Wir haben dann ganz oldschool aufgenommen, mit Amps und Mikrofonen. Am Ende hat zwar jeder seine Parts separat aufgenommen, aber wir waren darauf vorbereitet, alles live zu spielen. Wir wollten damit sicherstellen, dass alle Songs potenziell auch live funktionieren. Das gibt dir ein Gefühl von Sicherheit: „Okay, ich bin jetzt bereit, jetzt können wir das machen.“

Welche Gitarren hast du im Studio am Ende eingesetzt?
Ich habe einen guten Deal mit Ibanez, und die sind sehr nett zu mir. Sie haben vor Kurzem eine Custom Destroyer gebaut, die ich gerne spiele. 22 Bünde, und sie hat einen Pickup der deutschen Firma Häussel. Mein Gitarrentechniker und ich konnten deren Pickups testen und haben festgestellt, dass derselbe Pickup extrem unterschiedlich klingen kann, je nachdem, in welcher Gitarre er steckt. Selbst bei zwei einfachen RGs kann das komplett anders sein. Ich benutze einen passiven Pickup, weil ich finde, dass die Tonabnehmer für mein Spiel nicht so „heiß“ sein nuss. Mir geht es mehr um Dynamik, auch wenn man mit viel Verzerrung spielt, wie im Metal. Ich finde, dass das einen Unterschied macht. Und ich will nicht exakt wie Mille klingen. Er benutzt in seinen Gitarren EMGs.
Jens hat eine riesige Sammlung, wirklich alles, was man sich vorstellen kann. Er hat ein paar Gibson SGs aus den Sechzigern, so eine ’68er, die sich total magisch anfühlt. Ich weiß nicht warum, aber alte Gitarren faszinieren mich einfach.

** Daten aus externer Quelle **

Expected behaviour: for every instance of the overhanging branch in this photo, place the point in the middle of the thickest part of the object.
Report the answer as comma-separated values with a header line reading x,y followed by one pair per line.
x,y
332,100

Für Clean-Sachen gab es dort eine schwarze Strat und ein paar PRS. Aber grundsätzlich fühle ich mich am wohlsten mit Ibanez.
Und Pedale?
Wenn ich über einen 5150 gespielt habe, war da ein Tube Screamer davor, im Grunde, um ein bisschen Edge, Klarheit und einen schnelleren Attack zu bekommen. Und dann gab es von Maxon auch etwas, das genau wie das legendäre orange MXR-Phaser-Pedal klingt, das schalte ich bei Soli oft dazu.
Außerdem war ein analoges Ibanez-Delay für Soli angeschlossen, aber ich bin nicht sicher, ob das am Ende im Mix wirklich benutzt wurde. Mir kam es nicht so vor, als hätte Jens viel reamped, weil wir ziemlich intensiv an den Sounds gearbeitet haben. Und manchmal werden in Songs verschiedene Parts über verschiedene Amps gespielt: mal 5150, mal Mesa, mal Diezel. Wir haben ständig Sachen ausprobiert, Kabel hin und her gesteckt. Das hat richtig Spaß gemacht. Ich liebe das.
Du bist also ein Gear-Nerd?
Ja, klar. Live funktioniert der Quad Cortex perfekt, weil es so easy ist und du jede Nacht denselben Sound hast. Du musst nicht so viel nachdenken. Du musst nicht mal unbedingt einen Soundcheck machen, wenn du nicht willst, das ist das Beste daran. Aber im Studio, wenn du wirklich versuchst, etwas Eigenes zu erschaffen, ist es viel spannender, mit echten Amps zu spielen. Ich habe immer noch einen 5150, den will ich einfach nicht verkaufen.